You are viewing a plain text version of this content. The canonical link for it is here.
Posted to commits@solr.apache.org by is...@apache.org on 2022/10/14 06:18:30 UTC
[solr] branch main updated: SOLR-16440: RefreshCollectionMessage in PRS should update Overseer's ZkStateWriter
This is an automated email from the ASF dual-hosted git repository.

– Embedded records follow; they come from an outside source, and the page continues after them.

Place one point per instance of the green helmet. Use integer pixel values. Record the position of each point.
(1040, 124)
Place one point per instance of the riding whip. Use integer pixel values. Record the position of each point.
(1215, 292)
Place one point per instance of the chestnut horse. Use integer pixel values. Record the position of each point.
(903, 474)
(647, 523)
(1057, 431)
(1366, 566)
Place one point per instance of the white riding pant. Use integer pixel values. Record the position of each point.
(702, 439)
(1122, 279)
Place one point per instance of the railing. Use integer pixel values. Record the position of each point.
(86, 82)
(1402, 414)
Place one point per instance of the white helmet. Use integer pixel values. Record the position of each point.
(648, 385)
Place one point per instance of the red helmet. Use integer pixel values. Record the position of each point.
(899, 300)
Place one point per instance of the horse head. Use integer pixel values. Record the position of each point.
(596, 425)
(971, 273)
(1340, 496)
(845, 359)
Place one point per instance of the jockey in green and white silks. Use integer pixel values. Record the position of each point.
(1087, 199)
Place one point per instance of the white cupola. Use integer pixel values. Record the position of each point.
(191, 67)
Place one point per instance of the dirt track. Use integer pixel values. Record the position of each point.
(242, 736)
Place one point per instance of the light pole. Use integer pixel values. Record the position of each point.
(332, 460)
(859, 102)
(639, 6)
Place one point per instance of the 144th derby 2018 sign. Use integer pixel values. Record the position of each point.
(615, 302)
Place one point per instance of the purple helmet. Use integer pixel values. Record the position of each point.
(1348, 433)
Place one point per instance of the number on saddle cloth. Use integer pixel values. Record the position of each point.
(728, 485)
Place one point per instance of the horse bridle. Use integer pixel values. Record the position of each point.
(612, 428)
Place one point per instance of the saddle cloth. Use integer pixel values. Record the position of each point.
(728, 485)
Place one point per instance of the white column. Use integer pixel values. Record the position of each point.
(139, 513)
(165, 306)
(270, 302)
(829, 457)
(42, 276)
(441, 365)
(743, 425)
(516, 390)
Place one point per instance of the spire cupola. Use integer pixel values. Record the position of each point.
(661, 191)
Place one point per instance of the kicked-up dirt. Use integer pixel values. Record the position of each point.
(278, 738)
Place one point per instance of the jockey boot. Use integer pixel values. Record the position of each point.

ishan pushed a commit to branch main
in repository https://gitbox.apache.org/repos/asf/solr.git
The following commit(s) were added to refs/heads/main by this push:
new 8c7c1eb4839 SOLR-16440: RefreshCollectionMessage in PRS should update Overseer's ZkStateWriter
8c7c1eb4839 is described below
commit 8c7c1eb483943398a3a3b63cc64d1ab7645f37c5
Author: Ishan Chattopadhyaya <is...@apache.org>
AuthorDate: Fri Oct 14 11:48:15 2022 +0530
SOLR-16440: RefreshCollectionMessage in PRS should update Overseer's ZkStateWriter
---
solr/CHANGES.txt | 2 ++
.../src/java/org/apache/solr/cloud/Overseer.java | 5 +++--
.../solr/cloud/RefreshCollectionMessage.java | 21 +++++++++++++++---
.../api/collections/CollectionCommandContext.java | 3 +--
.../cloud/api/collections/CreateCollectionCmd.java | 25 +++-------------------
.../apache/solr/cloud/overseer/ZkStateWriter.java | 9 ++++++++
6 files changed, 36 insertions(+), 29 deletions(-)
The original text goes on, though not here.